You can find part 1 here.
Remote but not distant
Communication is everything. A tool like Slack not only mimics IRL conversations, it also provides a record of those discussion to follow up on decisions and thus creates accountability that doesn’t really exist in the same way for discussion around a meeting room table. Written communication or recorded video calls give people the chance to catch up on discussions that they could not participate in, be it because they had to go to the doctor or because they live in a different time zone.
Mailing lists give people that live in different times zones the chance to partake in decision asynchronously. Of course, I’m not talking about read-only lists, but shared lists. A good tool for these type of lists is Mailman, a Free Software mailing list manager.
Obviously, there is a need for clear rules for decision making and discussions. Again, this is true for both IRL meetings and online dialogue.

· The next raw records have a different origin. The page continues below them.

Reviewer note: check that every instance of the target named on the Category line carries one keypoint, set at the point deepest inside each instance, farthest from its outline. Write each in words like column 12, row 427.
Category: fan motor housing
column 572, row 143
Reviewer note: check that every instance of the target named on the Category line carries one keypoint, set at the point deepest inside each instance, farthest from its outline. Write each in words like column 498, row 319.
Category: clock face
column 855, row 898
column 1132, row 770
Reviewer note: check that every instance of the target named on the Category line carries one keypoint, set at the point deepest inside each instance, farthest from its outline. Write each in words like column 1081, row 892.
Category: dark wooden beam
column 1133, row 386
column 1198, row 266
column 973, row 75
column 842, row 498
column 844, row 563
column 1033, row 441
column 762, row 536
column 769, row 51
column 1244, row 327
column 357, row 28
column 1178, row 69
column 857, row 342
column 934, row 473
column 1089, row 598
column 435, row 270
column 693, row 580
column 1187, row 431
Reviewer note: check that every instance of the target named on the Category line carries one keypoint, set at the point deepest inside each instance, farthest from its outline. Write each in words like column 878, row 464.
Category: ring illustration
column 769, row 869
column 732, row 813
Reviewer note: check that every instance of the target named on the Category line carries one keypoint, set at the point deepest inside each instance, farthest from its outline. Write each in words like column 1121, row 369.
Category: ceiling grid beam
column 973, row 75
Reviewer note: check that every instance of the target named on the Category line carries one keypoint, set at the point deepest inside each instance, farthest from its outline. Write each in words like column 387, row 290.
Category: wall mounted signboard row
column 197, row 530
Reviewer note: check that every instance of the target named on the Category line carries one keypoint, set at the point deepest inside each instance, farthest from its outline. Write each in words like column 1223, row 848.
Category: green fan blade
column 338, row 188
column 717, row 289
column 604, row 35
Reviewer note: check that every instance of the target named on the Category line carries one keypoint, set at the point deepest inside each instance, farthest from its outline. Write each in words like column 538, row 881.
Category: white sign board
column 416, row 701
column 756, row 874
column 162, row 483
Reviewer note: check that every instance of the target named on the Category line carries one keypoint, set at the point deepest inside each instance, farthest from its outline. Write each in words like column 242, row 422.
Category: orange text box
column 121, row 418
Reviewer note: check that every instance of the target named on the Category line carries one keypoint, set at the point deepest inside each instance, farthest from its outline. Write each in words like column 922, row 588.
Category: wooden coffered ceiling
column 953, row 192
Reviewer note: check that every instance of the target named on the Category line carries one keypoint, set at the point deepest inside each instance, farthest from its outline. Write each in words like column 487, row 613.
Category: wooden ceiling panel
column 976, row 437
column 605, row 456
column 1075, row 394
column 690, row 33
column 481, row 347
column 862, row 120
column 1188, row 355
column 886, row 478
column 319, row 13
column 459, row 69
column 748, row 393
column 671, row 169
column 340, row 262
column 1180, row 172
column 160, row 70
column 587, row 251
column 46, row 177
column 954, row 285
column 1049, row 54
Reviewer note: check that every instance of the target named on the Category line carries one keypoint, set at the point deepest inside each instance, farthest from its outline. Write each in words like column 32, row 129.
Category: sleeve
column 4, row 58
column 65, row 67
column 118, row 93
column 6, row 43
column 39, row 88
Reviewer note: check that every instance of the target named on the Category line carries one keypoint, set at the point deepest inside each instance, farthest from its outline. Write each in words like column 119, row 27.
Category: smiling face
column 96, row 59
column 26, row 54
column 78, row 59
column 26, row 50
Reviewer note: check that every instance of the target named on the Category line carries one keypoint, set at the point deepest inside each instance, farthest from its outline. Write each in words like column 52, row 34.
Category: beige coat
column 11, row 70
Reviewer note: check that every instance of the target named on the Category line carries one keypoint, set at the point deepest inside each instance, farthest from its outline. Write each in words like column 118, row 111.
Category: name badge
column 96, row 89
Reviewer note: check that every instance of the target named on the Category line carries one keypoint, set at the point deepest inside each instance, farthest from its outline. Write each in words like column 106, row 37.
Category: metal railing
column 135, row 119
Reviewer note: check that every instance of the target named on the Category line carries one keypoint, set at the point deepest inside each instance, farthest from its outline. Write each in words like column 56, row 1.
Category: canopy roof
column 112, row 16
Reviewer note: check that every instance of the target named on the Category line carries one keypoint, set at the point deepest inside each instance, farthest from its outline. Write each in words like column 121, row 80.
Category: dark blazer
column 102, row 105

As Mandy Brown, VP of Product for Vox Media, wrote in her insightful article on remote work a few years back: “[…] an emphasis on written communication enforces clear thinking, while geography and disparate time zones foster space for that thinking to happen.”
Voices in your head
Since there are so many great tools for video calls available today, make use of them! It helps to know how someone speaks, what their sense of humour is like, what the melody of their sentences sounds like. You will hear the individual tones and voices again, when you’re reading a chat message this helps to actually “listen” to what they have to say and how they say it.
Meet in person if you can
If possible, get your colleagues, your community, your team together in one place for a monthly, bi-monthly, or annual meeting. At KDE, people that work on a certain application will organise a so-called sprint, a 2-5 day meeting, once or twice a year to get everyone in the same room, for instance to meet new contributors or prepare the next release. There is also an annual community-wide conference. In-person events foster belonging, help build friendships and create even more trust.
What did you just say?!?
Be aware of different cultural sensibilities. While in some cultures being direct and naming problems clearly is considered useful and normal, in other cultures this might be perceived as rude. This goes even more so for written communication where you can’t see someone smiling apologetically or raising their eyebrows. So, before you send that next message or email, think about how it might come across and adjust your tone or statement.
Remote work is great
For me, working remotely opened up a whole lot of possibilities. Not only do I enjoy the flexibility, but a distributed workplace also gave me the chance to work with people from all over the world. Remote work taught me to be more precise in my communication, to be more organised, to plan better, and to work autonomously while still being a good team member and colleague.